Improved func_adl query to not accidentally drop events that are accepted under systematic variations
alexander-held opened this issue · 4 comments
Query including lepton and jet selection:
def get_query(source: ObjectStream) -> ObjectStream:
return source.Where(lambda e:\
# == 1 lep
e.electron_pt.Where(lambda pT: pT > 25).Count() + e.muon_pt.Where(lambda pT: pT > 25).Count()== 1
)\
.Where(lambda e:\
# >= 4 jets
e.jet_pt.Where(lambda pT: pT > 25).Count() >= 4
)\
.Where(lambda e:\
# >= 1 jet with pT > 25 GeV and b-tag >= 0.5
{"pT": e.jet_pt, "btag": e.jet_btag}.Zip().Where(lambda jet: jet.btag >= 0.5 and jet.pT > 25).Count() >= 1
)\
.Select(lambda e:\
# return columns
{
"electron_pt": e.electron_pt,
"muon_pt": e.muon_pt,
"jet_pt": e.jet_pt,
"jet_eta": e.jet_eta,
"jet_phi": e.jet_phi,
"jet_mass": e.jet_mass,
"jet_btag": e.jet_btag,
}
)
This does not account for object systematic variations in the processor that can relax acceptance requirements.

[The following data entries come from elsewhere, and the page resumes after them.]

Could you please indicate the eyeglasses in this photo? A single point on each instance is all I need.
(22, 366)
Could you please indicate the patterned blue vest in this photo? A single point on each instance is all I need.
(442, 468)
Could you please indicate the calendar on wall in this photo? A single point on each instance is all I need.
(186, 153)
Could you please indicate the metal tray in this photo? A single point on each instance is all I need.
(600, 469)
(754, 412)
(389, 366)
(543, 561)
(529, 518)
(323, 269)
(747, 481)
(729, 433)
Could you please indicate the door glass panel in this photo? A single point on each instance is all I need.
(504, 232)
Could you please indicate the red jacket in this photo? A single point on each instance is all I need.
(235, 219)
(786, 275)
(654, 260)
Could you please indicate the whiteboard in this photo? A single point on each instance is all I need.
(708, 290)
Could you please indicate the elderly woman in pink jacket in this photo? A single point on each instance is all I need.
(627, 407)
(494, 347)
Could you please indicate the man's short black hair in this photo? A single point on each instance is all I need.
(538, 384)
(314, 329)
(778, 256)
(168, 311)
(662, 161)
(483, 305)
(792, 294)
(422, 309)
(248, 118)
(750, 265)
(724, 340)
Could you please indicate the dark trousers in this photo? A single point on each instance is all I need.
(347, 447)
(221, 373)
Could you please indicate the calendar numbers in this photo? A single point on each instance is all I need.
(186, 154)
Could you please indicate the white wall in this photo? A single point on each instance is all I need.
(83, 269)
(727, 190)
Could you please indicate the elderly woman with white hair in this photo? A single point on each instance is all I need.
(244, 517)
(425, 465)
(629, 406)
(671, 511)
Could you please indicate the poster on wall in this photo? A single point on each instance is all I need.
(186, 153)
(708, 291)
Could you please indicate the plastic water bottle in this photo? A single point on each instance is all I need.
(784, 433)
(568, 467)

The query should be loosened accordingly, though it is unclear how to do that in a way that guarantees full acceptance in a general setup.

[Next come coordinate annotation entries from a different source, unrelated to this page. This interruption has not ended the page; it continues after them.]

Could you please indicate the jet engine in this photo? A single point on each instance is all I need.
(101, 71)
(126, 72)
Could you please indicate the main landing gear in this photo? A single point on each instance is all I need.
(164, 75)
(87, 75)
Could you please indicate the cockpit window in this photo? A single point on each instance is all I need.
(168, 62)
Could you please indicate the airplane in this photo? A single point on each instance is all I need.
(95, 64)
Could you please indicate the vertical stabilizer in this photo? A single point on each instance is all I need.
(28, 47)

I am not clear what the goal is here... Is it the systematics? (the issue title has me wondering)
The current query implemented in the notebook does not do any filtering at all, so the goal of this issue would be adding a filter similar to the query above, with suitably relaxed cuts that ensure we can still evaluate systematic variations that end up relaxing the selection.
Ok - can you (@alexander-held) point me to the file where this query is so I don't modify the wrong thing?
@gordonwatts the updated query as shown above is in main
now in coffea.ipynb
(as of #85 being merged). The missing piece is relaxing the cuts sufficiently such that no (significant number of) events are filtered out that would pass the selection requirements under systematic variations. In the current implementation we have for example a 5% systematic uncertainty for jet pT that can bring events back into acceptance.
I assume that the standard pattern to design a better query would be making it very loose and then tightening it until the results start changing (because we are losing events that would pass under systematic variations).